Worries of being on the hook for an additional 15 to 80 per cent of the funding for their current services was top of mind.
Drumheller-Stettler MLA Nate Horner said this was simply not the case.
The goal of this restructuring is to get more police out into these smaller communities to ensure safety and hold criminals accountable.
“Any additional funds from smaller communities becoming part of the model go to additional police,” said MLA Horner. “It’s not shifting the burden, it doesn’t mean that because they are paying, the larger communities pay less, it’s adding them to make a bigger pie.”
This way there will be more “boots on the ground in rural Alberta.” “It seems one-sided out here because all of our communities are smaller except for like the town of Stettler. They say it’s about time,” said Horner.
Doug Schweitzer, Minister of Justice and Solicitor General, added, “Let me be clear: Our goal is more police services.”
“If any new funding model that would collect funds from more municipalities is chosen, any funds collected would be reinvested in frontline policing and would lead to an overall increase in funding for police services in Alberta. It would lead to more police funding, not less.
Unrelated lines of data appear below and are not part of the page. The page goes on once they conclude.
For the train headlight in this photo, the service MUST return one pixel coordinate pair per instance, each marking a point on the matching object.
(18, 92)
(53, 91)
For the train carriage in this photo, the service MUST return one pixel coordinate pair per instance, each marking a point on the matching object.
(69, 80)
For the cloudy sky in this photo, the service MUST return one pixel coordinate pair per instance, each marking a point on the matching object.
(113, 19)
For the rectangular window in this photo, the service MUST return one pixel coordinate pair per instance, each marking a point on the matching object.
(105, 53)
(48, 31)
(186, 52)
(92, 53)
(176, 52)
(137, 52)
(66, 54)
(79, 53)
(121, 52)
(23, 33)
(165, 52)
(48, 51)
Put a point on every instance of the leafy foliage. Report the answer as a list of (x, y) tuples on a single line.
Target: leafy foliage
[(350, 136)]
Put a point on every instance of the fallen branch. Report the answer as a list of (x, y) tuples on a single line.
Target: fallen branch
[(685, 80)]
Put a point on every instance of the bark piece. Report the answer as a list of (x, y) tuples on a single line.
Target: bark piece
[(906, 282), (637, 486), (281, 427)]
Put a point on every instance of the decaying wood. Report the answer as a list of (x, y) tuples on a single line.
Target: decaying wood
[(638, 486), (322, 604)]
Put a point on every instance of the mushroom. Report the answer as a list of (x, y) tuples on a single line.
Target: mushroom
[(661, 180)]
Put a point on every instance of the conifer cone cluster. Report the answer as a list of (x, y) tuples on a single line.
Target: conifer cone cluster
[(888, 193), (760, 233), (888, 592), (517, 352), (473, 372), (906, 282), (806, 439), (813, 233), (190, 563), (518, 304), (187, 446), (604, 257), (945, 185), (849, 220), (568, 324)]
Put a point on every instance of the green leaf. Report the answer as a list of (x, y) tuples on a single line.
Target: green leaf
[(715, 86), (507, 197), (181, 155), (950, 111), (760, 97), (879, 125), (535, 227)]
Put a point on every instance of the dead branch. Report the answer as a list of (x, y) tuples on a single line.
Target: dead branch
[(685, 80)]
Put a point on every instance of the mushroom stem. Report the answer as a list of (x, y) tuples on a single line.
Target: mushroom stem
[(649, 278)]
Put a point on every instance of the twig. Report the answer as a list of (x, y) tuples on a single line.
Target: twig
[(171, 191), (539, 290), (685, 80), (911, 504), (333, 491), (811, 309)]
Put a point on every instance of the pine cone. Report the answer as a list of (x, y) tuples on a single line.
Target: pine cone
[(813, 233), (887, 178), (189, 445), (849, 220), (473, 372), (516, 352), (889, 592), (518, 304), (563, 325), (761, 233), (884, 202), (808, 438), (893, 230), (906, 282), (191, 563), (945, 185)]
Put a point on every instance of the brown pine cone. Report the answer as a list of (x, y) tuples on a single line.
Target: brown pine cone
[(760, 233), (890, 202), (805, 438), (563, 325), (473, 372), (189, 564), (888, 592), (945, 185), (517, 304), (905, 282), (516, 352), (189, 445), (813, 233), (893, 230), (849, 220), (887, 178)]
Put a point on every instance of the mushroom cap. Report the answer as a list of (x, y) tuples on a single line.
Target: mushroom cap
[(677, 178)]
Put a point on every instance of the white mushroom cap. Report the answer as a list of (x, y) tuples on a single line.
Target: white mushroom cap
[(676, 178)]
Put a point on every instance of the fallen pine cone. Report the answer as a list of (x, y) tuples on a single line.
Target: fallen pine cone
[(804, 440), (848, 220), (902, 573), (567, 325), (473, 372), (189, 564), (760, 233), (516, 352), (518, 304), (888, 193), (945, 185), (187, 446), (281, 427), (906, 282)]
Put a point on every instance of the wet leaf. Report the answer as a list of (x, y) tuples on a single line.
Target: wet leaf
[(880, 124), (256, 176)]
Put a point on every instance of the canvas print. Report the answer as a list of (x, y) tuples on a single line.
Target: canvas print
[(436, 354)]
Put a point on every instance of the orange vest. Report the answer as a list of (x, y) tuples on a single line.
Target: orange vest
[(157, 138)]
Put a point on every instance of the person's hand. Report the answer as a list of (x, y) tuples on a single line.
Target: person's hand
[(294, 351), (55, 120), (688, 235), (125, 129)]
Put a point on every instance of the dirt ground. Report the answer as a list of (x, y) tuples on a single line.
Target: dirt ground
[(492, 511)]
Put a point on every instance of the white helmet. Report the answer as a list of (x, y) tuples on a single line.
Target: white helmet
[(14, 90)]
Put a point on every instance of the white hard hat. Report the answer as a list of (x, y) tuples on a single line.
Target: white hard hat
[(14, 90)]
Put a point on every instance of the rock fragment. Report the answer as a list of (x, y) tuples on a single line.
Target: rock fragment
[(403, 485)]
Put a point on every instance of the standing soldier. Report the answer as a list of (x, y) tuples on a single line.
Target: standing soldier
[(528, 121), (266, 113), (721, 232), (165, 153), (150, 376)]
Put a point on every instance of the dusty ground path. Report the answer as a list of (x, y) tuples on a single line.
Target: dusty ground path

“Any assertion to the contrary is absolutely, one-hundred per cent false.”
The model is based partially on assessment and partially on the population, meaning the government will look at each community differently in terms of how much they can pay.
It will affect every rural area differently because there are RCMP detachments in different places.
“Ensuring Albertans feel – and are – safe and protected goes to the heart of who we are as a government. We want to make sure we fund law enforcement in a way that will enhance public safety for all Albertans and ensure we have more police in our communities. Don’t let anyone tell you otherwise,” said Schweitzer.